Pochi giorni fa è stata divulgata dalla Regione Piemonte una nota informativa alle ASL, nelle quali viene richiesta la compilazione di un elenco delle associazioni con le quali collaborare. Tra i requisiti per quest'ultima, risulta la necessità di contenere nello statuto la finalità della protezione della vita fin dal concepimento; con questa iniziativa la giunta regionale torna a promuovere, di fatto, la circolare che, su iniziativa del consigliere Marrone (Fratelli d'Italia), già lo scorso ottobre causò diverse proteste a Torino. Infatti, con il sostegno del presidente Alberto Cirio, fu diramato il documento in questione (consultabile all'indirizzo https://www.regione.piemonte.it/web/pinforma/notizie/una-circolare-indirizzo-sullaborto-farmacologico), che non solo vieta le modalità di accesso alla pillola abortiva RU486 nei consultori, ma finanzia e rafforza l’ingresso delle associazioni antiabortiste negli ospedali pubblici. Nello specifico è prevista l'attivazione ... di sportelli informativi all’interno degli ospedali, consentita ad idonee formazioni sociali di base e di associazioni del volontariato, che possono anche aiutare la maternità difficile dopo la nascita, a titolo esemplificativo tra le "formazioni" ed "associazioni" vengono citate esplicitamente iniziative riconducibili al Movimento per la vita.

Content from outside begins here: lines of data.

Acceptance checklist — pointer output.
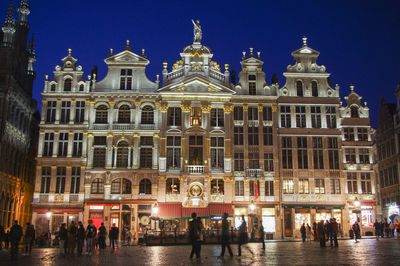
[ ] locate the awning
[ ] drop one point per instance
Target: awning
(201, 212)
(218, 209)
(169, 210)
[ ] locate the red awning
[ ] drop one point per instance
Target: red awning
(218, 209)
(169, 210)
(201, 212)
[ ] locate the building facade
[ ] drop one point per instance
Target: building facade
(19, 118)
(145, 154)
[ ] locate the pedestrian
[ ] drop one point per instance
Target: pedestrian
(321, 234)
(71, 238)
(303, 232)
(15, 237)
(29, 237)
(225, 236)
(195, 236)
(80, 238)
(102, 236)
(335, 231)
(90, 232)
(356, 229)
(114, 233)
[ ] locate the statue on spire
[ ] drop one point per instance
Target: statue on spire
(197, 31)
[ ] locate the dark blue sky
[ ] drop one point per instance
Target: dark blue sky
(359, 41)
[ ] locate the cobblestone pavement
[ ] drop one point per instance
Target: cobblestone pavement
(365, 252)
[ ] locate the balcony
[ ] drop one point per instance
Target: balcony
(195, 169)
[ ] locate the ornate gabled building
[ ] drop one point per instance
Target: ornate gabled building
(131, 151)
(19, 118)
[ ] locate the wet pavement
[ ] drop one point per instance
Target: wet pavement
(365, 252)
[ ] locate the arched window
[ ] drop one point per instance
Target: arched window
(314, 89)
(299, 86)
(354, 111)
(145, 187)
(122, 155)
(124, 114)
(147, 115)
(97, 186)
(101, 114)
(67, 85)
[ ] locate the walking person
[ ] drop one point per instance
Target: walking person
(80, 238)
(225, 236)
(15, 237)
(29, 237)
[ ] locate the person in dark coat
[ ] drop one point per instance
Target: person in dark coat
(15, 238)
(225, 236)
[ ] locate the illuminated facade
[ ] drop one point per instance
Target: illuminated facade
(197, 141)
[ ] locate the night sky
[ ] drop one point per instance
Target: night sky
(359, 41)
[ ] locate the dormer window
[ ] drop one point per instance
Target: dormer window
(126, 79)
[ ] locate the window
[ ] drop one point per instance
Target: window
(46, 178)
(299, 87)
(78, 138)
(269, 188)
(97, 186)
(350, 155)
(122, 155)
(80, 112)
(239, 188)
(267, 113)
(319, 186)
(301, 116)
(267, 133)
(173, 186)
(238, 135)
(67, 85)
(330, 116)
(318, 153)
(174, 115)
(348, 134)
(362, 134)
(63, 144)
(48, 144)
(269, 161)
(147, 115)
(366, 183)
(302, 158)
(314, 88)
(145, 187)
(333, 153)
(335, 186)
(239, 161)
(75, 180)
(126, 79)
(364, 156)
(238, 113)
(217, 117)
(51, 111)
(303, 186)
(124, 114)
(287, 153)
(173, 152)
(316, 116)
(60, 182)
(287, 186)
(101, 114)
(217, 187)
(65, 112)
(285, 116)
(253, 135)
(352, 183)
(217, 153)
(252, 113)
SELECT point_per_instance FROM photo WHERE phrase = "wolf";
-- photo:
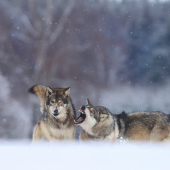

È chiaro fin da subito che la finalità di questi provvedimenti è un tentativo di aggirare la legge 194/78 che regola e garantisce il diritto all'aborto. Dunque in Piemonte diventa non solo più difficile accedere al percorso di Interruzione Volontaria di Gravidanza, ma anche portare avanti con serenità una decisione che già di per sé implica una situazione psicologica delicata e complessa. La presenza di questi gruppi determinerà continue pressioni esterne assolutamente non richieste dal soggetto interessato, il quale, anziché ricevere una forma di supporto e tutela da parte di personale medico competente, viene messo ancora maggiormente in difficoltà.
Inoltre, il fatto di finanziare con soldi pubblici queste associazioni pro vita rappresenta una mancanza di imparzialità da parte della regione, che fornirebbe in tutto e per tutto un'interpretazione etica atta a suscitare pubblicamente il rimprovero della donna che decide di abortire, ovvero una sorta di colpevolizzazione di tutte coloro che intraprendono questa scelta.
È necessario sottolineare il fatto che questa manovra sia stata portata avanti durante l'emergenza sanitaria Covid-19, cercando di essere fatta passare in sordina, mentre l'attenzione pubblica è rivolta agli sviluppi della pandemia. Tutto ciò denota una volontà subdola di aggirare e attaccare di nascosto un diritto inalienabile della donna.
Riteniamo quindi doveroso mettere al corrente di questa situazione più persone possibili, sia per diffondere la notizia, sia per scongiurare altri eventuali attacchi di portata nazionale ai diritti fondamentali. Visto l'aggravarsi della situazione pandemica e la conseguente impossibilità di organizzare eventi, diventano essenziali la stampa e il web. Grazie a quest'ultimo abbiamo deciso di lanciare una raccolta firme, tramite la piattaforma change.org, al fine di dare la possibilità a tutti gli interessati di esprimere il proprio dissenso e invitare l'amministrazione regionale, tramite il ritiro della nota e della circolare, a riconoscere il diritti di autodeterminazione e di libera scelta.